Information on the results of parallelizing algorithms for fast matrix multiplication using dgemm Intel MKL

Information on the results of parallelizing algorithms for fast matrix multiplication using dgemm Intel MKL

Parallel algorithms for fast matrix multiplication is non-trivial task because of the large number of quadratic operations: necessary to minimize the amount of the allocation of additional memory and it does not sacrifice speed multiplication. My recent advances in this field for 3-square matrices 16000 * 16000, located in memory and processed according to the formula C = C + A * B: my 129 seconds to 186 seconds dgemm Intel MKL (OS XP x64, the processor i7 860, 8 gigabytes of memory 1333 Mhz).
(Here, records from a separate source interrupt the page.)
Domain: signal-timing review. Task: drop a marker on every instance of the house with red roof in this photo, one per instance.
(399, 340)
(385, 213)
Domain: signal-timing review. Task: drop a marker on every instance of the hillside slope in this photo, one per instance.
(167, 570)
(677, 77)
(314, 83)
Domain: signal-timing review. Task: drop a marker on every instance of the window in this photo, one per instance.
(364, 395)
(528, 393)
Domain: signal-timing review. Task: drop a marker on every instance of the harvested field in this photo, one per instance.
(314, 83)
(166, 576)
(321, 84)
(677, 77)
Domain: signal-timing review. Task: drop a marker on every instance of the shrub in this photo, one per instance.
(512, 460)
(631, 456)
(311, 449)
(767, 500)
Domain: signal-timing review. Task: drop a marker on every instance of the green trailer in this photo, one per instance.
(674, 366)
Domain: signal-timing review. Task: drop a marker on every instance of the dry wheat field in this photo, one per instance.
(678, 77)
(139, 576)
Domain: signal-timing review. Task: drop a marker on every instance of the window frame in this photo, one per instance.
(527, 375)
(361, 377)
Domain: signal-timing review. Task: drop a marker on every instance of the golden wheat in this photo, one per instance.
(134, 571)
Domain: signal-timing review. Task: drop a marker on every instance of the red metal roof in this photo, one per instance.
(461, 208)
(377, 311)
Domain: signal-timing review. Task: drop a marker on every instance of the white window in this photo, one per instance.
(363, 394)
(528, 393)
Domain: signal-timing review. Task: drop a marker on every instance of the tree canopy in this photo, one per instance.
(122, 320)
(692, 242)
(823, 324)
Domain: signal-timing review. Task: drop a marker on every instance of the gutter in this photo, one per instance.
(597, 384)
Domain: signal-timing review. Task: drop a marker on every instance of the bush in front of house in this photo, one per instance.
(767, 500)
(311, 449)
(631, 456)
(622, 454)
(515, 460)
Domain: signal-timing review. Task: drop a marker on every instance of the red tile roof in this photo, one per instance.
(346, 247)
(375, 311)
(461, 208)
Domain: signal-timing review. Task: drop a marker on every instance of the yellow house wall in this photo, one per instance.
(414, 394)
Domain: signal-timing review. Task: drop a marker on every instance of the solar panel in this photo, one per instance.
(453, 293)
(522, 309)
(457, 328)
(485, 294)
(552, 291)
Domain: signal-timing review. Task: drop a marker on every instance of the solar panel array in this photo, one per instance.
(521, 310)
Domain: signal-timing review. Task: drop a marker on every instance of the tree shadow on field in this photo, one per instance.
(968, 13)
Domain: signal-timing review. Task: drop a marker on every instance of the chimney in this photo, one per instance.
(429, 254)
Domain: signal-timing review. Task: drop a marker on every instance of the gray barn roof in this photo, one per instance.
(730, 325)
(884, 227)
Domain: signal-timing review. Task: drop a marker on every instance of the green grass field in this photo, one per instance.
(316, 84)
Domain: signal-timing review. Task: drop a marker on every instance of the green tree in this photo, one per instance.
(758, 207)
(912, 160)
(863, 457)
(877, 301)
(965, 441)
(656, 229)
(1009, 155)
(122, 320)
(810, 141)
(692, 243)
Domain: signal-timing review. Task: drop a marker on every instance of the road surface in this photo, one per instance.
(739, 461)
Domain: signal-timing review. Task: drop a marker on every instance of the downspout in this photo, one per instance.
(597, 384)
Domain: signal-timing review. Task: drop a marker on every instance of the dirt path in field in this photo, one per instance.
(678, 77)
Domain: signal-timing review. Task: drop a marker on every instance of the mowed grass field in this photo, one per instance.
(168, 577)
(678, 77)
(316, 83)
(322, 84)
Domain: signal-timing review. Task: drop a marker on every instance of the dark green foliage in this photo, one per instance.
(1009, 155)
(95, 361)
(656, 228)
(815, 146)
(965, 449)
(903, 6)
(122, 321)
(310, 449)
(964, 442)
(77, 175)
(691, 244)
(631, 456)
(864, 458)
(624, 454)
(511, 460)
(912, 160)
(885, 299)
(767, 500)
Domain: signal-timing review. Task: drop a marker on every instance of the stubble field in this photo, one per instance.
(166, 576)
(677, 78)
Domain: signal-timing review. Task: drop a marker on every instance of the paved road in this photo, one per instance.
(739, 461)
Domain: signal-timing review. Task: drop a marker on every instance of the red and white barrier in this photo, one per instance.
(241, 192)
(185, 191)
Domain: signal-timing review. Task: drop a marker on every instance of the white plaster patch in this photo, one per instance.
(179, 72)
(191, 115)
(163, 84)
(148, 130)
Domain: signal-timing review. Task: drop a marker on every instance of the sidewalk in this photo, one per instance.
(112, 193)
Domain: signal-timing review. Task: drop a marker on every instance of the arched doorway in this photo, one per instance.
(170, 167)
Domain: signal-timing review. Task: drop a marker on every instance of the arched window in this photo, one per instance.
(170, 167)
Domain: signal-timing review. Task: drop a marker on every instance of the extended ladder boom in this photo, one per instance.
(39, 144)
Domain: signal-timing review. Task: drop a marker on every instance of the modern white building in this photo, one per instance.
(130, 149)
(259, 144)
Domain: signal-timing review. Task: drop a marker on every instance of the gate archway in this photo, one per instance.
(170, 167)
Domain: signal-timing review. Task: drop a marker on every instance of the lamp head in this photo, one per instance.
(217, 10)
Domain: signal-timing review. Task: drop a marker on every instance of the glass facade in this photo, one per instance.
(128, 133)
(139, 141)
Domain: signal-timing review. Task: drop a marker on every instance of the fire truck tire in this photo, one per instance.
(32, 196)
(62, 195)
The positive effect of parallelization beginning to affect the matrix is not less than 1500 * 1500. As a basic function of multiplication on the leaves of the recursion tree used dgemm Intel MKL. Created and fast algorithm for multiplication without allocating additional memory: this prize is more modest - about 8/7 on the speed dgemm Intel MKL on large matrices. There has been a positive effect for the case when one of the non-square matrices:I use it to speed up many problems in linear algebra, starting from the solution of systems of linear equations and ending with a singular analysis.

Legendary intelligence officer Drozdov was nicknamed «Fabergé» owing to his unique capability to work with information, to get information, and to convert it into the most precious treasures.
1 post / 0 new
For more complete information about compiler optimizations, see our Optimization Notice.